In a large bowl, whisk together the flour, cocoa powder, baking soda, and salt. Set aside.
Using a hand mixer or stand mixer, beat the butter, granulated sugar, and brown sugar until light and creamy, about 3 minutes.
Add the egg and vanilla extract and mix until combined.
Gradually add the dry ingredients and mix on low speed until a thick dough forms.
Line baking sheets with parchment paper.
Roll dough into small balls using about 2 teaspoons of dough for each cookie.
Place on prepared baking sheets and flatten each ball into a 1.5-inch disc using the bottom of a glass or measuring cup.
Refrigerate the shaped cookies for 10 minutes.
Preheat the oven to 350°F (177°C).
Arrange chilled cookies about 3 inches apart on baking sheets.
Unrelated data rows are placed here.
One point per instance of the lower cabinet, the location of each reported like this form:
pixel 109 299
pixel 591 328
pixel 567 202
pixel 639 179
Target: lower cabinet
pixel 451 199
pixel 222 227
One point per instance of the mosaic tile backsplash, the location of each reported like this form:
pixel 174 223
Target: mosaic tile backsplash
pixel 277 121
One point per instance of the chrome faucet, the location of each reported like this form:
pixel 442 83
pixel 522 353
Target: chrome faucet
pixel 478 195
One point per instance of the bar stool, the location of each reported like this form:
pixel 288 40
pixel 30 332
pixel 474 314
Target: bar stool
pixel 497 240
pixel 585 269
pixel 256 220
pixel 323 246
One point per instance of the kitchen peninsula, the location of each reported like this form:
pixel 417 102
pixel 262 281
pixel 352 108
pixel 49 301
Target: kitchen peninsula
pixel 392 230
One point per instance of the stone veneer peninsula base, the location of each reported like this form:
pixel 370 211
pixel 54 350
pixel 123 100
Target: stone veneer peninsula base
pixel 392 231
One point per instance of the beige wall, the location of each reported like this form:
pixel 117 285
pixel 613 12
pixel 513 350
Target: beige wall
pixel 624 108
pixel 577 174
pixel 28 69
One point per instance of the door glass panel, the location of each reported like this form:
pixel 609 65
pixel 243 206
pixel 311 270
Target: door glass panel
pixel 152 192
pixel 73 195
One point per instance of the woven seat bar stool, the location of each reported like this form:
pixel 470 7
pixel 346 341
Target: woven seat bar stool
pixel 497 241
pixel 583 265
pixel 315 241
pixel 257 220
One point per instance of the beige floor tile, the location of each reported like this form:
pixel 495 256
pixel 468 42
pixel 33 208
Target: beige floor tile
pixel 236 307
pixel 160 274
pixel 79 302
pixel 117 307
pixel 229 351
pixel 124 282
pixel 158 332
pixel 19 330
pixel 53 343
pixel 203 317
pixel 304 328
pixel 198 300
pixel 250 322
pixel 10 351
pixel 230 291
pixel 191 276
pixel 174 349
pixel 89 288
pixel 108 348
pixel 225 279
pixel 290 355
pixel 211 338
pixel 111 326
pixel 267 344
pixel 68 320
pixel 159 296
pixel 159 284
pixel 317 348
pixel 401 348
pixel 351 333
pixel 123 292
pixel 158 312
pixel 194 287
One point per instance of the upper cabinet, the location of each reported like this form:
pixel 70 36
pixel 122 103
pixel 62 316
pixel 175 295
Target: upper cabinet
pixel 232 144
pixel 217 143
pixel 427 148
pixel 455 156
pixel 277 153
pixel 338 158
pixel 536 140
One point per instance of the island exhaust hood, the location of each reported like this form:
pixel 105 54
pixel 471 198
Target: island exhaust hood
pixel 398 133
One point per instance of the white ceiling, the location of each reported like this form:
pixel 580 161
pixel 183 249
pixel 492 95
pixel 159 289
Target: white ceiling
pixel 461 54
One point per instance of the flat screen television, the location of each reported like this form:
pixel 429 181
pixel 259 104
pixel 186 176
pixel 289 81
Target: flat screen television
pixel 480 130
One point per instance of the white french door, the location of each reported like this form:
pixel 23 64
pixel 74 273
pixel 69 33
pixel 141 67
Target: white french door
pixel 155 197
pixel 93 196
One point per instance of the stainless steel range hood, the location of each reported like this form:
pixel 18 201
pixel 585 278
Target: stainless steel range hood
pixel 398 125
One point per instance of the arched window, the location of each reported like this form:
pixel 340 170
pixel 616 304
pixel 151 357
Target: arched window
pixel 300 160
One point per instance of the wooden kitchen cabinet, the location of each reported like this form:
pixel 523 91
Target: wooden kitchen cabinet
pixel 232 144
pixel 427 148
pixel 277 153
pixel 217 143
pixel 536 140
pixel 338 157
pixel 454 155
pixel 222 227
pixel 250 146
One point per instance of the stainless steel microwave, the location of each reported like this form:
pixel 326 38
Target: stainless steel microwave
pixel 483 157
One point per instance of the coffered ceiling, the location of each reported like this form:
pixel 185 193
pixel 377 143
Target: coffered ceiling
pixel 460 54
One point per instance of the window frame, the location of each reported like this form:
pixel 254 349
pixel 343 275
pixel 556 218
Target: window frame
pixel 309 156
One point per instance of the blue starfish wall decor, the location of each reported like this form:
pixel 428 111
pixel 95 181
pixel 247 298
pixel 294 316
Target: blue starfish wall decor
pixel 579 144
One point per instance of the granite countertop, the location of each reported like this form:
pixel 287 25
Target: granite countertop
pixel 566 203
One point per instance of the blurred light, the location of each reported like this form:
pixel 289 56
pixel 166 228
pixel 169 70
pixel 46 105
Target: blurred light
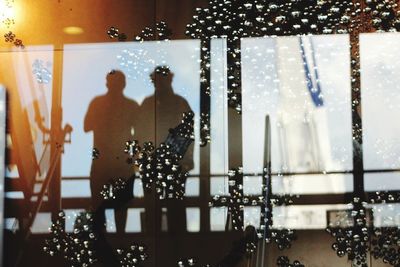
pixel 72 30
pixel 6 10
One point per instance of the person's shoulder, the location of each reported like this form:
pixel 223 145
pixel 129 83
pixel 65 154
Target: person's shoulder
pixel 98 100
pixel 181 100
pixel 148 100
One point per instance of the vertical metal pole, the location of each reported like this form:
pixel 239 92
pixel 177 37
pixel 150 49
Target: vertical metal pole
pixel 54 190
pixel 205 56
pixel 234 118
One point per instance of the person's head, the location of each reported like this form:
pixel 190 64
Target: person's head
pixel 115 81
pixel 162 78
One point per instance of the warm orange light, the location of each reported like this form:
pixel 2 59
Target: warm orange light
pixel 73 30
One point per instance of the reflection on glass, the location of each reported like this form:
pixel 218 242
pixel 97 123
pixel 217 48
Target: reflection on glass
pixel 380 65
pixel 303 85
pixel 193 219
pixel 218 218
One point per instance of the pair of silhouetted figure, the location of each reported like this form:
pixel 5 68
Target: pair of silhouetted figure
pixel 115 119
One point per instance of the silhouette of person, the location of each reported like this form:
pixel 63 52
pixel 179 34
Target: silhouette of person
pixel 160 112
pixel 111 117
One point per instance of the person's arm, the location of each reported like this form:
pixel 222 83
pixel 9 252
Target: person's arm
pixel 88 124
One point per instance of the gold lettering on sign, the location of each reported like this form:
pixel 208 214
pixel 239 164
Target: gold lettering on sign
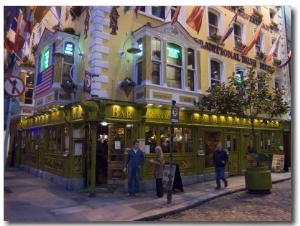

Bake for 8–10 minutes until edges are set and tops begin to crack slightly.
Cool on the baking sheet for 5 minutes, then transfer to a wire rack to cool completely.
To make the filling, beat the butter and shortening together until creamy.
Add confectioners' sugar and vanilla extract. Beat until smooth and fluffy.
Spread or pipe the filling onto half of the cooled cookies.
Top with remaining cookies and gently press together to create Homemade Oreos.